- Boriç i Madh Location within Albania
- Coordinates: 42°8′5″N 19°29′47″E﻿ / ﻿42.13472°N 19.49639°E
- Country: Albania
- County: Shkodër
- Municipality: Malësi e Madhe
- Administrative unit: Gruemirë
- Time zone: UTC+1 (CET)
- • Summer (DST): UTC+2 (CEST)

= Boriç i Madh =

Boriç i Madh (Велики Борич) is a settlement in the former Gruemirë municipality, Shkodër County, northern Albania. At the 2015 local government reform it became part of the municipality Malësi e Madhe. The village is inhabited by a minority of Slavic Muslims (using the demonym "Podgoriçani"), and is part of the wider Vraka region inhabited by Serbs–Montenegrins.
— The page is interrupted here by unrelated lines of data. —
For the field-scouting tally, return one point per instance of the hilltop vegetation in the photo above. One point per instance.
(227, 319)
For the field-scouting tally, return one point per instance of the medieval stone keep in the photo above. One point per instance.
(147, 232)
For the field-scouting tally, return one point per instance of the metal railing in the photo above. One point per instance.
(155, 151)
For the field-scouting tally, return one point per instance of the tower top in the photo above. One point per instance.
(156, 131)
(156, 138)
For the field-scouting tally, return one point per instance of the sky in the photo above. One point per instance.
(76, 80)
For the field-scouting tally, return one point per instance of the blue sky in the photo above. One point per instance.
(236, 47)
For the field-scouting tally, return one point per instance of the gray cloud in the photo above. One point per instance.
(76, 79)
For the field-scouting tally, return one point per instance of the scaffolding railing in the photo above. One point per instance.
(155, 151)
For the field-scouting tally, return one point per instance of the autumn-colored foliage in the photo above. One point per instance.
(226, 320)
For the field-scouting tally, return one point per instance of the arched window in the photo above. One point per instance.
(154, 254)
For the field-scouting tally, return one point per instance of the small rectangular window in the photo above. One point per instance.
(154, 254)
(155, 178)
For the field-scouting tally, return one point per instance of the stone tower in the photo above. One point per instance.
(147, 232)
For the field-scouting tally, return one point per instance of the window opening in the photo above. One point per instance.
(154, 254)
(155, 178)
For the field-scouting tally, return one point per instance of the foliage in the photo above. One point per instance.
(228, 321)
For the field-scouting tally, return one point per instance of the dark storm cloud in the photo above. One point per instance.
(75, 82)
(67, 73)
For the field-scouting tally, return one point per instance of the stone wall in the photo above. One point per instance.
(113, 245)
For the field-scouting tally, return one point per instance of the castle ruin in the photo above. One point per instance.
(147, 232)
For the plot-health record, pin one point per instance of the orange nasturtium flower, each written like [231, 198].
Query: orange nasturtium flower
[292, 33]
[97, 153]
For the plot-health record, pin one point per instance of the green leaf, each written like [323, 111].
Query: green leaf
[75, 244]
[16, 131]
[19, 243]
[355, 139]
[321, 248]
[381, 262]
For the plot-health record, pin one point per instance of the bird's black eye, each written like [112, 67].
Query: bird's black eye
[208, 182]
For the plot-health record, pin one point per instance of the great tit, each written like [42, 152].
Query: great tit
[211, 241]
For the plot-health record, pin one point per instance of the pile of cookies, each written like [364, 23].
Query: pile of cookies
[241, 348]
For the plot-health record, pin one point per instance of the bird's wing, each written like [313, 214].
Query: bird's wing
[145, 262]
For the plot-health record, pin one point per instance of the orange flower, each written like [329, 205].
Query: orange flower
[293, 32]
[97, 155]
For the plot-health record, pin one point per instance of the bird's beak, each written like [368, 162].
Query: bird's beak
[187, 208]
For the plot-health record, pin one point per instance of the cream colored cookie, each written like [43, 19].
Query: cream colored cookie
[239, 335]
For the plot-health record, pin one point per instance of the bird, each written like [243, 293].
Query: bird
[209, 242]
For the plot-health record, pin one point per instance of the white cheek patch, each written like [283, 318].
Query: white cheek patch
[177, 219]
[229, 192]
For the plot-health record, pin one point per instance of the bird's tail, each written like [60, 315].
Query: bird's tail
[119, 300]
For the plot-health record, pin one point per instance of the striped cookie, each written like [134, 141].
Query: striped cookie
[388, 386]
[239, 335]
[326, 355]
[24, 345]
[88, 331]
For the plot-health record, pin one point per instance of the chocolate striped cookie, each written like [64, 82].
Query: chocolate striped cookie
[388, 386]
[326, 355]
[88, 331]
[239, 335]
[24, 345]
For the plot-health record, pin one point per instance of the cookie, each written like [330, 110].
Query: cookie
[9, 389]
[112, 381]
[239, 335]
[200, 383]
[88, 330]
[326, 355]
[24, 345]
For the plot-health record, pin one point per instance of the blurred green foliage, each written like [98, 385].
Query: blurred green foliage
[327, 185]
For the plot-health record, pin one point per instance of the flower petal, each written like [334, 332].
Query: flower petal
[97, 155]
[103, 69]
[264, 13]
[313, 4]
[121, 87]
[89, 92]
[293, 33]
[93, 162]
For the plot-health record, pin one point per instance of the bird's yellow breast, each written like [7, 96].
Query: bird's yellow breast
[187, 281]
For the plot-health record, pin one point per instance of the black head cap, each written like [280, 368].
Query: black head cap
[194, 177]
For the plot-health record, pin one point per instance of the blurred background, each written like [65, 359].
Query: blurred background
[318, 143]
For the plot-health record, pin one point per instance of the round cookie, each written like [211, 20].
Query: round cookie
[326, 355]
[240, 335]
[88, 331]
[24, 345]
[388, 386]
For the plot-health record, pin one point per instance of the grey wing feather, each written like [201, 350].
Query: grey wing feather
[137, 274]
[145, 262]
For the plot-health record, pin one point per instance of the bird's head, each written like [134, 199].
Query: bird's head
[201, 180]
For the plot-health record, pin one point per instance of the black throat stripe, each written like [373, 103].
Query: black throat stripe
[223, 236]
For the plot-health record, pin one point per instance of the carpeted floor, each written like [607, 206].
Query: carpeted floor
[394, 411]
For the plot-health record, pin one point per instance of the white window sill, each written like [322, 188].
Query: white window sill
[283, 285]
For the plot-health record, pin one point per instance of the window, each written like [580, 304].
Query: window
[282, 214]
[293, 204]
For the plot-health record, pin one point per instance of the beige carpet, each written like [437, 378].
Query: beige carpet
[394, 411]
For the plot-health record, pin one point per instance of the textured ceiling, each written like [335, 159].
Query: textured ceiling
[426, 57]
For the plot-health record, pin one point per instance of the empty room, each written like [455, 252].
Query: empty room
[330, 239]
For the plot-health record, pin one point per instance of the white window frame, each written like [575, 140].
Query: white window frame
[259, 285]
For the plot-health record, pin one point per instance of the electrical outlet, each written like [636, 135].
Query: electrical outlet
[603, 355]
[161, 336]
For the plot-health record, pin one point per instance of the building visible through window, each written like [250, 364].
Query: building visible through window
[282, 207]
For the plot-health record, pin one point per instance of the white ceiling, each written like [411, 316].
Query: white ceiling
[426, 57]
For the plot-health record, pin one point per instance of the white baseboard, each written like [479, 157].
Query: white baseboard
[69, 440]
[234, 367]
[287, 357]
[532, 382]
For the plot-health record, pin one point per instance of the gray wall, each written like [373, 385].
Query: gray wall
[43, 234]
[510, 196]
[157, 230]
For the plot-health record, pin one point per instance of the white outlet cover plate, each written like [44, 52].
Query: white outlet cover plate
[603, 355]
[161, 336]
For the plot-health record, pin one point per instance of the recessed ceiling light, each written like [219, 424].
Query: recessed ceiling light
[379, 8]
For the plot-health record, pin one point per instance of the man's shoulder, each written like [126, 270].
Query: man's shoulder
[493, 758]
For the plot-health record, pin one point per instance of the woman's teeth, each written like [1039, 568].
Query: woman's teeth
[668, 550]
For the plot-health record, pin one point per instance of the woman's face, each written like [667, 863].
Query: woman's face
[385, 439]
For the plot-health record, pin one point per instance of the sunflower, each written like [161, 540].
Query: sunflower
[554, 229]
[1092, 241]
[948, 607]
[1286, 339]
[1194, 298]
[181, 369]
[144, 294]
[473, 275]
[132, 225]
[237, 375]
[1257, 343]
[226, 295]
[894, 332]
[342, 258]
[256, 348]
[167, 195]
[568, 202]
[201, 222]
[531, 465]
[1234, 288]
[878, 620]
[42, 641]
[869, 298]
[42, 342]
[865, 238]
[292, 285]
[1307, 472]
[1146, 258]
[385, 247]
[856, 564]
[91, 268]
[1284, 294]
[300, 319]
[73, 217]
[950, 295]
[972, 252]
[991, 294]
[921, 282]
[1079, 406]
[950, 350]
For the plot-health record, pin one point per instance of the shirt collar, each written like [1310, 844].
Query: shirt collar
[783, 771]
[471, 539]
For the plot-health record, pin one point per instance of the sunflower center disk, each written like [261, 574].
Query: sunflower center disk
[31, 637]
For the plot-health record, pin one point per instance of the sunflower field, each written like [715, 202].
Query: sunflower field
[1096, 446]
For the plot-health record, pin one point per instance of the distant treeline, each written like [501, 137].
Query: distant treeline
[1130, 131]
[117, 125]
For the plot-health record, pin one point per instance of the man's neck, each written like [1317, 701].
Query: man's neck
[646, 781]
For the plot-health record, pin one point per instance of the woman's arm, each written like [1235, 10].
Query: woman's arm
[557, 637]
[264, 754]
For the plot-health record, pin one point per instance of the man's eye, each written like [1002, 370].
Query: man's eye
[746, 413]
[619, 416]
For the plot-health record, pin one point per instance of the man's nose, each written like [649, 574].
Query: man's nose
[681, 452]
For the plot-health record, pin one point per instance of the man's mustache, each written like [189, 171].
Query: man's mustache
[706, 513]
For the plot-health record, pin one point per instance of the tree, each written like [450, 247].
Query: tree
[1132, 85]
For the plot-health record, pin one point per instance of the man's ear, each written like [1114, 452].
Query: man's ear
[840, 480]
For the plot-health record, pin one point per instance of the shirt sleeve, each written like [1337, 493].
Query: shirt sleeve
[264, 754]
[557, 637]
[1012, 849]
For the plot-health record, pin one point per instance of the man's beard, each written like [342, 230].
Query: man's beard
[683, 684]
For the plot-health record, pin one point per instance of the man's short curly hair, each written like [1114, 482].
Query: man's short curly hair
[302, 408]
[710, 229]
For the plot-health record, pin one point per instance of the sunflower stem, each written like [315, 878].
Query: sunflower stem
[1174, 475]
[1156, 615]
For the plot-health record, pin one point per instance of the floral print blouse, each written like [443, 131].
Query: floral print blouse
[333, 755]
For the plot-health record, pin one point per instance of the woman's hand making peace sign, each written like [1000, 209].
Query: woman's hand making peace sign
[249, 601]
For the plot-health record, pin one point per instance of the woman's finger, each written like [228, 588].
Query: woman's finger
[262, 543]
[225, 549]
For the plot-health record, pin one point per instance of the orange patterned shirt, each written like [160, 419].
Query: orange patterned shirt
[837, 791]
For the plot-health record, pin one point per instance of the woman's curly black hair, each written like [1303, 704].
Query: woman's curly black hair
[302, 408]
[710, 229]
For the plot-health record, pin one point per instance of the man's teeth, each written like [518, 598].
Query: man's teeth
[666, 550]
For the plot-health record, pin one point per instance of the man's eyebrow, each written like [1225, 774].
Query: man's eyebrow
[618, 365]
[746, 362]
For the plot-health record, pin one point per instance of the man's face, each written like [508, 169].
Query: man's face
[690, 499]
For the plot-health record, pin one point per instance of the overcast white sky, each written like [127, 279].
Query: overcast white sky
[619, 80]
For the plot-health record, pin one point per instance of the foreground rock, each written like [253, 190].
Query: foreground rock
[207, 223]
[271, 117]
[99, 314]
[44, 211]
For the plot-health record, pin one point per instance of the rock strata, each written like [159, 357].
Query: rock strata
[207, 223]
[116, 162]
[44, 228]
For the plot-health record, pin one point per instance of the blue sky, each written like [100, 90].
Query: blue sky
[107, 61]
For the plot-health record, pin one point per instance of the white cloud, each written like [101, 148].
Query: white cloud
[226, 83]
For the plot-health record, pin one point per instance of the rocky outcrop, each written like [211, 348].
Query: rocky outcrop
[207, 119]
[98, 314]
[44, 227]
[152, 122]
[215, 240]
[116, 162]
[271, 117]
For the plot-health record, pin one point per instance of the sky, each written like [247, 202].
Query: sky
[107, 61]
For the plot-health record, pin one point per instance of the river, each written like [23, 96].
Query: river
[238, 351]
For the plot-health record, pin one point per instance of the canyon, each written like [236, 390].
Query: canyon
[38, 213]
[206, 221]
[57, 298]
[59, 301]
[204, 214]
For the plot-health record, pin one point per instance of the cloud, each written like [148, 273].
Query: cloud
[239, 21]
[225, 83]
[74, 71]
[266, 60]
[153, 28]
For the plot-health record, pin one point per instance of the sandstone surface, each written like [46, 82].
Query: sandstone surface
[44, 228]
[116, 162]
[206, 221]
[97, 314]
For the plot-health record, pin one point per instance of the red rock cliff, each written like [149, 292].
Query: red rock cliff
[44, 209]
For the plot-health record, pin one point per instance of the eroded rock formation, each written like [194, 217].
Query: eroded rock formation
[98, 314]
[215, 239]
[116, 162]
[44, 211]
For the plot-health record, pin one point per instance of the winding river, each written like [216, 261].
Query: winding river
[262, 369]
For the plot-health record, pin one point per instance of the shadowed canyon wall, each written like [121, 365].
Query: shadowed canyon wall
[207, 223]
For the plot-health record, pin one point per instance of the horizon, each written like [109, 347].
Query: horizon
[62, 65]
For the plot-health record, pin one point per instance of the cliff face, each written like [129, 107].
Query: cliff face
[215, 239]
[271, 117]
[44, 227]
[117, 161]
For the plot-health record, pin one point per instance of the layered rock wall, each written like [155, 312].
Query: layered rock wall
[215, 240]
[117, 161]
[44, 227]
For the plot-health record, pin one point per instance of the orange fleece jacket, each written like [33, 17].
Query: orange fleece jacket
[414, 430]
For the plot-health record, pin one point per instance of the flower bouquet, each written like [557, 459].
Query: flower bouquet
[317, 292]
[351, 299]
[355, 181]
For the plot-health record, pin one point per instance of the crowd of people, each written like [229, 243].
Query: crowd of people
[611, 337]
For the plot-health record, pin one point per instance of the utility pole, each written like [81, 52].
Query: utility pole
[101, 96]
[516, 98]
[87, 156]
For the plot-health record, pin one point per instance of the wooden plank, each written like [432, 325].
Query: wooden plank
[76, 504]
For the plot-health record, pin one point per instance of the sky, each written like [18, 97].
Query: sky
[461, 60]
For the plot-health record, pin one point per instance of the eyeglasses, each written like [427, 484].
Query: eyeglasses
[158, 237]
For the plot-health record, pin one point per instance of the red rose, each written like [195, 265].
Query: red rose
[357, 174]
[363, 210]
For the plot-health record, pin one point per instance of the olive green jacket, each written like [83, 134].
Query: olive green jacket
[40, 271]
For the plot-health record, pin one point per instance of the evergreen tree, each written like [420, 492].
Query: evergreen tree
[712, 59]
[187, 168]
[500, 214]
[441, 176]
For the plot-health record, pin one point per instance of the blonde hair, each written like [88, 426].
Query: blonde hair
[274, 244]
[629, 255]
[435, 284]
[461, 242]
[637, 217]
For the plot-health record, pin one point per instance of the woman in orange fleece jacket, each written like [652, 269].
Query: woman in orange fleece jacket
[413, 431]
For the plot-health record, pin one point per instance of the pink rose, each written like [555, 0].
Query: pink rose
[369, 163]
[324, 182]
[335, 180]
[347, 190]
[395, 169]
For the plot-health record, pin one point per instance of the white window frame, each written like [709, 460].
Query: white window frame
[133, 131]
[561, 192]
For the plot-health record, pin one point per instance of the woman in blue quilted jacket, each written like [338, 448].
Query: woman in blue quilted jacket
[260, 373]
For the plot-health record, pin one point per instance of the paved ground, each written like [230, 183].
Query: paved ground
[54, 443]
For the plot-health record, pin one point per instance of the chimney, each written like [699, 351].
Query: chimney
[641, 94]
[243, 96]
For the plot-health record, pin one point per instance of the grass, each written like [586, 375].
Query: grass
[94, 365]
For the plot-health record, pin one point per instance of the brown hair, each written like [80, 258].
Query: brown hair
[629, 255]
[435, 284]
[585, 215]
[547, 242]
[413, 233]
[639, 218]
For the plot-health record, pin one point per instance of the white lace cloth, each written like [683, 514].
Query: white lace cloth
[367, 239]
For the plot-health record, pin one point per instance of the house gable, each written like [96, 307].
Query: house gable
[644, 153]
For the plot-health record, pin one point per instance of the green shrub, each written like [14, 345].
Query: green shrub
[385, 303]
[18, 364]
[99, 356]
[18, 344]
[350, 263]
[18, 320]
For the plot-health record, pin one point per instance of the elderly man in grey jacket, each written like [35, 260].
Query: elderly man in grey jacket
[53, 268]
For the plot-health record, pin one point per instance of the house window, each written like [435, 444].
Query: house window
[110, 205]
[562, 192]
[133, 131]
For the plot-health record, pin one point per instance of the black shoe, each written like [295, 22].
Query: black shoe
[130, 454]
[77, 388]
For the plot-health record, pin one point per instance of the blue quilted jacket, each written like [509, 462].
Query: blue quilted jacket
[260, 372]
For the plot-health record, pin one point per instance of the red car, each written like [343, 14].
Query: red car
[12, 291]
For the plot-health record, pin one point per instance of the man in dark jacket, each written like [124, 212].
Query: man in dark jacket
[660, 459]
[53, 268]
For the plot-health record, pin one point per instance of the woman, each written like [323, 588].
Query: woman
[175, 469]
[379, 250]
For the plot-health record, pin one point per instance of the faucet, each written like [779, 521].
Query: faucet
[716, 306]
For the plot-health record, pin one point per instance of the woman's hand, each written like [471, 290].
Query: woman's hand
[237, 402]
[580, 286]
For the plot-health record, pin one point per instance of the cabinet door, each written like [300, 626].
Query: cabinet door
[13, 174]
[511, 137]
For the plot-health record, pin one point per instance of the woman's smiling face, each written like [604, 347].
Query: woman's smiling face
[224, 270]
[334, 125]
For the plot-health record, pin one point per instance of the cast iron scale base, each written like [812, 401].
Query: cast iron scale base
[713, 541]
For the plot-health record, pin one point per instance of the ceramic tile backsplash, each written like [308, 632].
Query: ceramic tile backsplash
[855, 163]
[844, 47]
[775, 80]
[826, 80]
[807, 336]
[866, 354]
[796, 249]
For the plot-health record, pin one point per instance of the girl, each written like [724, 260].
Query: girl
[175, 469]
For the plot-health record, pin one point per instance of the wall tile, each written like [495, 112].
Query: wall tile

The neighbourhood is called Veliki Borič ("Big Borič") and Novi Borič ("New Borič") in south Slavic.

==Demographics==
During the early 2010s linguists Klaus Steinke and Xhelal Ylli seeking to corroborate villages cited in past literature as being Slavic speaking carried out fieldwork in settlements of the area. Boriç i Madh in the Shkodër area is one of a number of villages with a Slavophone population that speak a Montenegrin dialect. One third of the population of Boriç i Madh is compact and composed of Muslim Podgoriçani.

==History==
In 1989 the Boriç i Vogël quarter was detached from the Boriç village. In 1995, during the Yugoslav Wars, there were incidents of violence against the Serb-Montenegrin minority in places like Boriç i Vogël and Boriç i Madh, where the Albanian killers and criminals also tried to forcibly take land from them. The Serb-Montenegrin minority in the village claims to be treated unproperly.